Bonjour Paris! La regina delle fiere fa il suo debutto in pompa magna tra gli scintillii eleganti della Ville Lumière. E che affluenza, che gran clamore si alza dai 156 booth. La chiamano Paris+ par Art Basel, gli stendardi troneggiano all’ingresso del Grand Palais Éphémère. E già molto prima, in realtà, già tra i manifesti della metro impazzano gli annunci a tinte viola. «Sembra che siano tutti a Parigi», per usare le parole del gallerista Thaddaeus Ropac: collezionisti, direttori museali, curiosi, tanti tanti americani. 40.000 visitatori in totale, traducono i bilanci finali. C’era anche il presidente Macron, visibilmente entusiasta del nuovo prodotto Made in France. Qualcuno è nostalgico, tra il foliage dell’École Militaire, inevitabili i confronti con la rimpiazzata FIAC. Con le recenti fiere, anche, la prima è la ben meno raffinata Frieze London, conclusa appena una settimana fa. Il verdetto finale: è bella, è bellissima la nuova pelle parisienne del colosso MCH Group. Non esattamente spaziosi gli stand, è vero, ma diventano godibili dopo l’assalto iniziale («Né troppo grande né troppo intima, direi giusta», commenta Amalia Dayan, Co-Founder di LGDR). E poi si vende – evviva! – l’emergente Seventeen Gallery, aveva già assegnato l’intero stand dedicato a Patrick Goddard entro le prime ore di preview, proprio mentre il gigante David Zwirner posizionava i suoi nomi superstar per un totale di $ 11 milioni. Ricambi su ricambi, le opere andavano tolte e sostituite alla velocità della luce – «Hai visto il Fontana da Hauser & Wirth?» / «No, forse lo hanno già venduto? Valeva $ 25 milioni!», uno scambio realmente avvenuto tra i corridoi della fiera. Bienvenue, bienvenue. I francesismi abbondano, e va bene così. C’è aria di festa, sous le ciel de Paris.
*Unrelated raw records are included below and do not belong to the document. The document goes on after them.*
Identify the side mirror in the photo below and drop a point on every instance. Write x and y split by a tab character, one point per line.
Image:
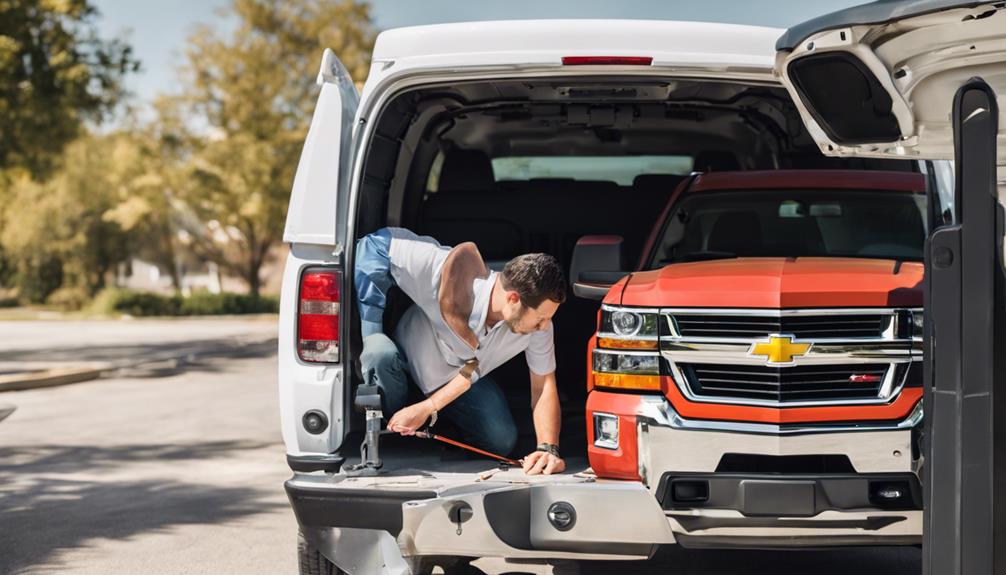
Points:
598	263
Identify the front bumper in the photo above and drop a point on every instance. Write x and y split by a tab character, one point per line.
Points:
756	486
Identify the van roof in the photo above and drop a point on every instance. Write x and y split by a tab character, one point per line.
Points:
515	42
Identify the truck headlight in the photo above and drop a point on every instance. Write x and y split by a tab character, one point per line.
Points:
626	370
628	328
606	430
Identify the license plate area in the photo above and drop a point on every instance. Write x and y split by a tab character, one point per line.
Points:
778	499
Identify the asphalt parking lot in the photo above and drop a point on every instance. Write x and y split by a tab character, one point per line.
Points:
177	466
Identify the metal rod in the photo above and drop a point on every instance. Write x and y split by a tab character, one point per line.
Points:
448	440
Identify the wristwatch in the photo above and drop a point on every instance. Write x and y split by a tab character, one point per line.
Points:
548	448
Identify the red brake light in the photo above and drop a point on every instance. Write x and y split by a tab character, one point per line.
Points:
318	317
607	60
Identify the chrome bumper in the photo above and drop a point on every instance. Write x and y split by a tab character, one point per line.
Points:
806	510
387	524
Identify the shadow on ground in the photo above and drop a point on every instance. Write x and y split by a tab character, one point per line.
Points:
842	561
42	514
152	351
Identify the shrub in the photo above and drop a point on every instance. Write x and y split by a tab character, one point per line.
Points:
69	299
204	304
113	301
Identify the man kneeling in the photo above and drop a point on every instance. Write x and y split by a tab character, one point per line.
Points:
466	322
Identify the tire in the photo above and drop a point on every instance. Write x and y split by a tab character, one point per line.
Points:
312	562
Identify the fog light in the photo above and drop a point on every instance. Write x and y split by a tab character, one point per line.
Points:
606	430
889	494
561	516
885	495
315	422
690	491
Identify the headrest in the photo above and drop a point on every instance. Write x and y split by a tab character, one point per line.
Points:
466	170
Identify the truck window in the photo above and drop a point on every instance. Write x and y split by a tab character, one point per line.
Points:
794	223
619	169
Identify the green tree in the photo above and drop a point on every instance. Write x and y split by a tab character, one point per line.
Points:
147	172
55	73
59	235
254	90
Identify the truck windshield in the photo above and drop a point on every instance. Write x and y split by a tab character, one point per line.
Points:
793	223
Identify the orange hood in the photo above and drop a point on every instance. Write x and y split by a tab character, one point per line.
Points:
776	282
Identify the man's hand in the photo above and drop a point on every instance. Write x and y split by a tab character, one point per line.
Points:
407	419
542	462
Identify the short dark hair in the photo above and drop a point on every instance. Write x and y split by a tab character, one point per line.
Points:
534	276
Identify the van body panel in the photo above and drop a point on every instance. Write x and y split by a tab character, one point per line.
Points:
908	57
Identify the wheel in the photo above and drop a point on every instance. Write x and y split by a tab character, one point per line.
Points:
312	562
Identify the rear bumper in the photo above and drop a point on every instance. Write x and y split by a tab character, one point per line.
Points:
507	516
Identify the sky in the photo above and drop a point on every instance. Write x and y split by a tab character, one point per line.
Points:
157	30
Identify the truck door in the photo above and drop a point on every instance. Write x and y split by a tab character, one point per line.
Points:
918	79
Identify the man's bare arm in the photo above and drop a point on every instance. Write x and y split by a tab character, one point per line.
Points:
408	419
545	407
547	420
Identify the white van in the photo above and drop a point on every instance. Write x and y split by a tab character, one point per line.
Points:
525	136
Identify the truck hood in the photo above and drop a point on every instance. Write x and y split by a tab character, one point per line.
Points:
778	282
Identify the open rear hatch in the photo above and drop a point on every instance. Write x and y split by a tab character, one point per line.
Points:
879	79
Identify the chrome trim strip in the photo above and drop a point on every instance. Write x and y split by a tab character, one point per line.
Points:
626	352
658	411
824	351
610	308
767	313
887	386
611	336
819	354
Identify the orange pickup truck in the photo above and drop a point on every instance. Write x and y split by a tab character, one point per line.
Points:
761	370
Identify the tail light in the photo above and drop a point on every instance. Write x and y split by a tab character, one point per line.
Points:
318	318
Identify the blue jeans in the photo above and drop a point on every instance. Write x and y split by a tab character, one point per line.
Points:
481	412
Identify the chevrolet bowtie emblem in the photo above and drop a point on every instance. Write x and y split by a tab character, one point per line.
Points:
779	350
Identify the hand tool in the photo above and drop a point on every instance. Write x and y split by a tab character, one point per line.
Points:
427	434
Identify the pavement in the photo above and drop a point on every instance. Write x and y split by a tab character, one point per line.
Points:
177	466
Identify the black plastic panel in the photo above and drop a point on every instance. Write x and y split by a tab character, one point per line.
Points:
966	416
769	495
844	98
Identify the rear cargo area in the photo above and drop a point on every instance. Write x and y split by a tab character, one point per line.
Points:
532	165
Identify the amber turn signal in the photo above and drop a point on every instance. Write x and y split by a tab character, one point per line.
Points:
627	381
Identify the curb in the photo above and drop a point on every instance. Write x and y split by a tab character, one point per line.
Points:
77	373
51	377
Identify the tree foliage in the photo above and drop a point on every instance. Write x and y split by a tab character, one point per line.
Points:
208	177
57	234
255	90
55	73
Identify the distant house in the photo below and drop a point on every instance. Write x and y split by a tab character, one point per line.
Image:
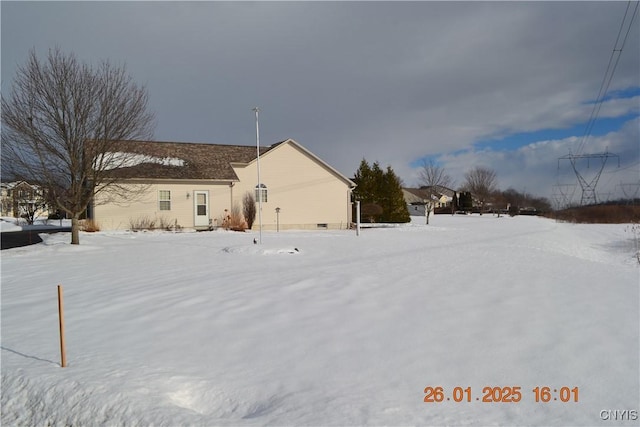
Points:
418	198
19	198
197	185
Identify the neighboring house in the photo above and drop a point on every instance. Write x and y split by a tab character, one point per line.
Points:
418	198
20	198
196	185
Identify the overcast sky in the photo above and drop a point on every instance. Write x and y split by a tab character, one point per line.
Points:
507	85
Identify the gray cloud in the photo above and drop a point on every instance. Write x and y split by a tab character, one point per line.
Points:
387	81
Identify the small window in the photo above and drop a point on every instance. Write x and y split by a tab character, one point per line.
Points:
164	200
261	191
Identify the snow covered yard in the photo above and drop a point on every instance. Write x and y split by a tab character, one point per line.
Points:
210	329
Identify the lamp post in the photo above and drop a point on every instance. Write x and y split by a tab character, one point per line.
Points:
259	187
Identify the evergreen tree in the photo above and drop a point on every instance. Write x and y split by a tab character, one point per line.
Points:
395	207
380	193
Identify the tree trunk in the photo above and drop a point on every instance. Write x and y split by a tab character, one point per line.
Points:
75	229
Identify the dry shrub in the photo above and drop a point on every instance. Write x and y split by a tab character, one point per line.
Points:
600	214
142	223
89	225
233	220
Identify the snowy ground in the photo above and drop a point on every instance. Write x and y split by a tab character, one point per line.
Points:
210	329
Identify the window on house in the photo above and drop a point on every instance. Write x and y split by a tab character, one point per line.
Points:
164	200
261	191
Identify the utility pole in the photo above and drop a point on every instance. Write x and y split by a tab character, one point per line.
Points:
259	186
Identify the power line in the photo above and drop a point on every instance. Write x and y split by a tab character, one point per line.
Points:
608	76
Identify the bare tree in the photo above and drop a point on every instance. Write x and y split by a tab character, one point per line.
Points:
482	183
61	123
433	177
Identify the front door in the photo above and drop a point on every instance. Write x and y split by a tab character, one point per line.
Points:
201	199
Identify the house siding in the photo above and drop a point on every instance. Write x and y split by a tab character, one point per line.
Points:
306	191
309	193
122	215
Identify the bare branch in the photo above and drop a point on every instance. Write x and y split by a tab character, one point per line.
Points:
60	120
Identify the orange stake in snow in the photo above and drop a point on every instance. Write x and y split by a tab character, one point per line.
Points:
63	353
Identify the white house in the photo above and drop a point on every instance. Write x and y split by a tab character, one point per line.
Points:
196	185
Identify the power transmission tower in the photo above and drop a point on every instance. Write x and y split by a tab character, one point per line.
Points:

Bando alle chiacchiere, si parte dalla crème: di sicuro i nomi altisonanti di Acquavella, da Francis Bacon, a Lucio Fontana, fino alla Femme au beret rouge à pompon di Pablo Picasso, prezzo $ 45 milioni. Tra i booth più eleganti Xavier Hufkens, bello il dialogo a distanza tra Tracey Emin e la Dark Mountain di Milton Avery che supera i $ 4,6 milioni – interrotto con grazia da una scultura in vetro di Roni Horn, andata per circa $ 1,3 milioni. Menzione d’obbligo dello stand di LGDR – sempre affollatissimo, non senza una ragione – con quel Alexander Calder da $ 12 milioni a calamitare, sospeso, tutte le attenzioni; e poi ancora Guglielmo Castelli da Mendes Wood, con le sue ninfee muschiate, sparse, ordinate, eppure materiche ne Le jardin des refusee. Occhio alla sfilata di esplosioni da Applicat Prazan, sono tutte astrazioni liriche ad opera di Georges Mathieu – che proprio nel 2022, da Bonhams, a Parigi, fissava un nuovo record francese per € 1,2 milioni. I graffi multicolori di Petite suite d’étranglements, qui, hanno trovato casa per $ 980,000 – $ 1,57 milioni. Non passano inosservati gli interni dell’americana Hilary Pecis, accecanti, a tratti caotici – ma rigorosi, definiti, quasi dei Matisse contemporanei – esposti da David Kordansky (prezzi tra $ 90,000 e $ 150,000). E così un George Condo da oltre $ 2,6 milioni e la pittura scultorea di Angel Otero da Hauser & Wirth – l’apertura di una nuova sede parigina, dopo UK, States, Svizzera, Spagna e Hong Kong, è nell’aria e già piace, sarà sulla riva destra della Senna, nell’VIII arrondissement.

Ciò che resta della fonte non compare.